The lawsuit that mentions Jordan does not name him as a defendant; it names Ohio State University and leaves open the possibility of naming additional entities or people once more is known about their roles in the alleged abuse.
A spokesman on Tuesday reiterated Jordan's repeated denials that he knew about any abuse, and some former coaches and wrestlers, including two who spoke to NBC News, have said they believed he did not know about it.
Steve Estey, one of the four attorneys representing the first four John Does, said he expected Jordan to be called as a witness in that case. Estey called denials from Jordan and others "frustrating" for his clients.

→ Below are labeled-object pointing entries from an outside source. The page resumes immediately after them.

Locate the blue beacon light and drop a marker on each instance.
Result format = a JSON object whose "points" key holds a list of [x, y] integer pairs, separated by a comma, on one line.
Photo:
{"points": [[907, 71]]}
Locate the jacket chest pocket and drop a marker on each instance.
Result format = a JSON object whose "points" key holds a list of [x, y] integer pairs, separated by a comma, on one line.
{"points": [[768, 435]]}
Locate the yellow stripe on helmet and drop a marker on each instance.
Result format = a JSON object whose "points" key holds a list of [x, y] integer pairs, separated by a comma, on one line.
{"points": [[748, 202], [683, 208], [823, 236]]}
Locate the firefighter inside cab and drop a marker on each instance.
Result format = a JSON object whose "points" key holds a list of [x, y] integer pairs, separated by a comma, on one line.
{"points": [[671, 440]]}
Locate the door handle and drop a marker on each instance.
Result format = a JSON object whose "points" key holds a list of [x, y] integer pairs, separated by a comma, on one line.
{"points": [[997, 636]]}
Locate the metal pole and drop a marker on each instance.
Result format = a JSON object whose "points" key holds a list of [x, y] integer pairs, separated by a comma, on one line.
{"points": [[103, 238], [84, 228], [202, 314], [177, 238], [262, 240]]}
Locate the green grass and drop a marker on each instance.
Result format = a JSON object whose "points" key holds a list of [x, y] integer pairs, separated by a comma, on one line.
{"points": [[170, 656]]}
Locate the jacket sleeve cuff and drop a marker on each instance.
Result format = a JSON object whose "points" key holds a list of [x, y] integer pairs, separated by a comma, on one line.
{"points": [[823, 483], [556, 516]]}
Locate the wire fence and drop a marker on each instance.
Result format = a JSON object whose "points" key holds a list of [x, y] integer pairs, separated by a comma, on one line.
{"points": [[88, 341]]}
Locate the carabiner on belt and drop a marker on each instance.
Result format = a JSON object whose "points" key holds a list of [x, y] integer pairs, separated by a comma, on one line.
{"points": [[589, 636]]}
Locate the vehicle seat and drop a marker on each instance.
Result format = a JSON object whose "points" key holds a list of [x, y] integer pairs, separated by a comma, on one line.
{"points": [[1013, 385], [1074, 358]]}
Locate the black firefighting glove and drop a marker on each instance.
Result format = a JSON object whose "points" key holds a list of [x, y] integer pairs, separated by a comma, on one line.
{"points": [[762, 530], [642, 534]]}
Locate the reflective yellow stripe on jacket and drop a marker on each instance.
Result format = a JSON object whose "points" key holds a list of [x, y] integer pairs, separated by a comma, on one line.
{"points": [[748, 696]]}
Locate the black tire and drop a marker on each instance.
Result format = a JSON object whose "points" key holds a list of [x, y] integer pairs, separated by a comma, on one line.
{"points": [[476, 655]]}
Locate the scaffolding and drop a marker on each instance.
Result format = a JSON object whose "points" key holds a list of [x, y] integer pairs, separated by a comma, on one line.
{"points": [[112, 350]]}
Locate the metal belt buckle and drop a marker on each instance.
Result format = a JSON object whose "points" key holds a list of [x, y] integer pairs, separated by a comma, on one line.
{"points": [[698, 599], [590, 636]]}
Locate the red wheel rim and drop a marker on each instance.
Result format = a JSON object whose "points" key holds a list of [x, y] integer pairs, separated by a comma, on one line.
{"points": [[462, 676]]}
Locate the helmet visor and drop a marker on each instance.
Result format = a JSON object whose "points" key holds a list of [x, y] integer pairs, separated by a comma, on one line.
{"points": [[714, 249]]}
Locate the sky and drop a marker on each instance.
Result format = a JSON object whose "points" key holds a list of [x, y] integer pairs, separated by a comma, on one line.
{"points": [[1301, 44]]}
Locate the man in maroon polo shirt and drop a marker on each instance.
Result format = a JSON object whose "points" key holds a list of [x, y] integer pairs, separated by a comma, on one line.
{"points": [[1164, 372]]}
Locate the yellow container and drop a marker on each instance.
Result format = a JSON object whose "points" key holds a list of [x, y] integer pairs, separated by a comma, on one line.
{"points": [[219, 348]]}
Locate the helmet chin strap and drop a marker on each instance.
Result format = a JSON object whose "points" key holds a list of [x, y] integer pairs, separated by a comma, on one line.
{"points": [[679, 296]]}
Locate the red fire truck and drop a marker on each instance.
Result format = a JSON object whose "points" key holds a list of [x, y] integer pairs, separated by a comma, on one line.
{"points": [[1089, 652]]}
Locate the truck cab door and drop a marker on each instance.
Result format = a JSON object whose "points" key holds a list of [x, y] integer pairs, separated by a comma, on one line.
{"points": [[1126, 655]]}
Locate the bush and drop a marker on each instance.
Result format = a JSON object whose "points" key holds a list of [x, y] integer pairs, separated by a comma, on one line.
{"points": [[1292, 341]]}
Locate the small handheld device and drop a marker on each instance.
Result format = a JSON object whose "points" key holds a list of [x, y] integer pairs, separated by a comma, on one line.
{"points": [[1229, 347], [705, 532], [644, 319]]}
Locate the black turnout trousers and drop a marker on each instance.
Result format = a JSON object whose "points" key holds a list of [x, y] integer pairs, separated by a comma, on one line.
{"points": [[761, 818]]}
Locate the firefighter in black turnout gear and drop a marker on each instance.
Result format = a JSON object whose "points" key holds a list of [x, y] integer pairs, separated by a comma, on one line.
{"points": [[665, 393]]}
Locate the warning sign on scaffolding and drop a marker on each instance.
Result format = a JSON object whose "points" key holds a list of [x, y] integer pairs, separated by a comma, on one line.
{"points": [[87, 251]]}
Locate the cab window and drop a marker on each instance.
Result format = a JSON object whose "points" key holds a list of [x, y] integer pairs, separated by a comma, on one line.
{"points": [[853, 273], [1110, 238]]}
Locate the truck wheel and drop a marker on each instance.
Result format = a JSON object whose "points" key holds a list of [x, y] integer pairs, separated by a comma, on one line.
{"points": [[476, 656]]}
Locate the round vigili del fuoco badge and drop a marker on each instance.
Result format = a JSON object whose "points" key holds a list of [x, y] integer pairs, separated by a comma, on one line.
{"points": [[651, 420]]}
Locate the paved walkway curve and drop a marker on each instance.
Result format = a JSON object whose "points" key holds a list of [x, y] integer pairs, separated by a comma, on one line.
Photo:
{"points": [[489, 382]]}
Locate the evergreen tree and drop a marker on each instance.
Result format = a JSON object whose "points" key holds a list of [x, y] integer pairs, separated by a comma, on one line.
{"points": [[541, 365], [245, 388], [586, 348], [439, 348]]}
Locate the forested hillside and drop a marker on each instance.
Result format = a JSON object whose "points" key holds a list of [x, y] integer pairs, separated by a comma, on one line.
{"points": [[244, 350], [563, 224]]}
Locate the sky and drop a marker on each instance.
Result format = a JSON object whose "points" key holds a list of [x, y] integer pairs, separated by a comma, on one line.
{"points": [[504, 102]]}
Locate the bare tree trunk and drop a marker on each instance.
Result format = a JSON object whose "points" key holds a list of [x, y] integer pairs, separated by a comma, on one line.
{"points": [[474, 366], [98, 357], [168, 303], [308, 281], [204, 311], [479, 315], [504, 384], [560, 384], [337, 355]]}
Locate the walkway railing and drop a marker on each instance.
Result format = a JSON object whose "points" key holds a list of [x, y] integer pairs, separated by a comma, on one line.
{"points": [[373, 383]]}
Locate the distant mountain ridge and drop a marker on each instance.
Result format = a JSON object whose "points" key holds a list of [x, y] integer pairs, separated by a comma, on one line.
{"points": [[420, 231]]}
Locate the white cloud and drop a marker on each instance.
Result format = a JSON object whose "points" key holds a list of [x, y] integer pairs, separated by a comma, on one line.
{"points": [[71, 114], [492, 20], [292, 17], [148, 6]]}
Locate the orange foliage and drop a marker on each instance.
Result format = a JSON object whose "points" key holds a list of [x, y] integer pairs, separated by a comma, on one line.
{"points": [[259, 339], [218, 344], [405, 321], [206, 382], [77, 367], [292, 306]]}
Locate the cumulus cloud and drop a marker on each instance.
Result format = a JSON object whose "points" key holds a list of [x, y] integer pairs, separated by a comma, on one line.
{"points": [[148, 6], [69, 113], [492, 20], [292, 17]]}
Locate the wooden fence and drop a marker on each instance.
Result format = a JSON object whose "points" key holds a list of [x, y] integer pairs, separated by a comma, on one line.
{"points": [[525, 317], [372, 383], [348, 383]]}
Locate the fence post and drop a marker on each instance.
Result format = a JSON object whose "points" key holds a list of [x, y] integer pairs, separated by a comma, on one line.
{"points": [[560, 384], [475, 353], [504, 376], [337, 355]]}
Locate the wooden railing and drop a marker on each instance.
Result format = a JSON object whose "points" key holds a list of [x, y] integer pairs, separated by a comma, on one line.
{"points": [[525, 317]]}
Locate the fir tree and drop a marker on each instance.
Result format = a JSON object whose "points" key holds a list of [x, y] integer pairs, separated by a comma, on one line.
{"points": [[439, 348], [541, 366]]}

"Just like with the #MeToo movement, there is strength in numbers," Estey said. "The more people who come forward and support our clients with their own stories, the more credibility they'll get. But the truth will come out."
Estey said that his team had already been contacted by other athletes looking to be added to the complaint and that although damages are currently unspecified, he expected any award would be large.
"Who knows how many will come forward?" he said. "In a single case, I've gotten verdicts of $30 million. I'm not saying I'm asking for that here, but the psychological harm that goes on with this kind of abuse is lifelong. Juries understand that."